Andy Burnham’s triumph in the Makerfield byelection leaves the prime minister with only two options: fight openly for the Labour leadership, or leave office cleanly. The former Greater Manchester mayor easily saw off Reform UK’s candidate – winning 55% of the vote to his rightwing rival’s 35%. He won largely because he changed the political meaning of voting Labour in Makerfield. With Mr Burnham, the party went from being the unpopular incumbent to being the vehicle for change.
The prime minister’s implicit claim that it was Starmerism that beat Reform is not credible. The polling by Persuasion UK in Makerfield shows that Labour won because of Mr Burnham’s personal brand, anti-Starmer signalling and leftwing economic message. Significantly, Mr Burnham’s victory rally speech on Friday connects with the data. He was offering, in rhetoric, economic security through a visible state. This is not just redistribution, but the state as buyer, planner and manager. That would be a welcome shift, but how would he deliver cheaper essentials, more public control, fiscal expansion, industrial renewal and fairer rules on housing, work and migration?
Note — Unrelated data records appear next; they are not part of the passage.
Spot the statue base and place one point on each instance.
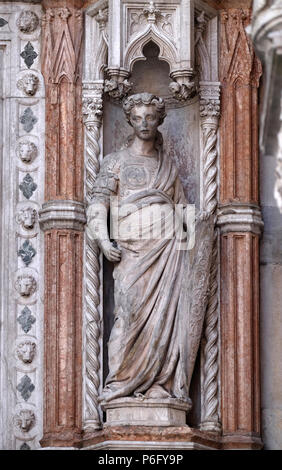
(146, 412)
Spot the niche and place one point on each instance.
(181, 140)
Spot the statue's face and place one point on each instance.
(144, 120)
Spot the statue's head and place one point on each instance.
(144, 112)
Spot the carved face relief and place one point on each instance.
(27, 151)
(26, 351)
(27, 22)
(25, 420)
(145, 121)
(26, 217)
(28, 84)
(26, 285)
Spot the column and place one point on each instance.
(62, 218)
(240, 223)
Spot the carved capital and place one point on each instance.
(118, 89)
(27, 22)
(183, 86)
(151, 13)
(240, 217)
(239, 63)
(210, 102)
(62, 215)
(102, 18)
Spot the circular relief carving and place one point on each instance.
(25, 285)
(24, 420)
(27, 22)
(26, 351)
(28, 84)
(134, 176)
(26, 217)
(27, 151)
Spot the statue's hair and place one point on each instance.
(147, 99)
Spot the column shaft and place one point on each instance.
(62, 219)
(240, 222)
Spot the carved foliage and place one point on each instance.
(238, 63)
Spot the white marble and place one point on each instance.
(147, 412)
(21, 408)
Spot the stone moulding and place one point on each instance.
(236, 217)
(62, 215)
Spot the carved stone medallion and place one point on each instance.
(28, 84)
(3, 22)
(26, 285)
(28, 119)
(26, 319)
(26, 217)
(28, 186)
(28, 54)
(24, 420)
(25, 387)
(27, 22)
(27, 252)
(27, 151)
(134, 176)
(26, 351)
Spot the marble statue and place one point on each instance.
(160, 286)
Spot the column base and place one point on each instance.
(146, 412)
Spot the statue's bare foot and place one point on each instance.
(157, 391)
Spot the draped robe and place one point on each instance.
(149, 344)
Mr Burnham’s programme needs to be more than slogans.
It was an unusual byelection: Mr Burnham is a household name in England’s north with a mayoral record, fronting a dramatic Labour leadership subplot. A general election would not be Makerfield. In Scotland, Wales and the south-east, Mr Burnham’s local identity may carry less force. But he cannily fused anti-Starmer and anti-Reform moods by standing both inside and against Labour while selling a more rooted, hopeful politics.
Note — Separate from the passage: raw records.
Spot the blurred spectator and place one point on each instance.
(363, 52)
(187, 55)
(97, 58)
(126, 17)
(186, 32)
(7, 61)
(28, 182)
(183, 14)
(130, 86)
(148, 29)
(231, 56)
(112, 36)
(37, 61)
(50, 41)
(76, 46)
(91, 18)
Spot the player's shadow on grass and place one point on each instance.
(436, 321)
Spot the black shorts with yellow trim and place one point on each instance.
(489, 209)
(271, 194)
That is why Sir Keir must either force the issue – call a leadership contest, stand in it, and smoke out his rivals – or accept that his authority has drained away and step aside, allowing the party to choose a successor. A Burnham coronation would be tempting, especially with overwhelming parliamentary backing. That would avoid a summer of internal warfare. But it would also risk repeating the original sin of Starmerism: a leader taking power on the promise of “change” without making it clear what the change consists of.
It is ironic that a leadership contest might actually help Mr Burnham. It would force him to turn his Makerfield speech from a mood into a mandate. He might have to say: here is what I would do in the first 100 days; here is what needs legislation; here is what it would cost; here is what can be done through regulation; here is what requires confronting the Treasury; here is where I break with Starmerism; here is where I continue its work.
The strongest argument for avoiding a contest is practical. A long campaign could make Labour look like the Conservatives in 2022: unstable and riven by infighting. Mr Burnham might avoid a brawl and secure Sir Keir’s quiet retreat by negotiating a clear, short programme, winning support from MPs across the parliamentary party and trade union assent while offering roles to defeated factions.
It looks likely that Sir Keir Starmer’s days are numbered. Whoever replaces him will need a mandate for a fresh agenda. If MPs can unite around such a plan from Mr Burnham, a leadership contest may be unnecessary. If they are just rallying around his poll ratings in the face of Sir Keir’s weakness, then a contest becomes more necessary, not less.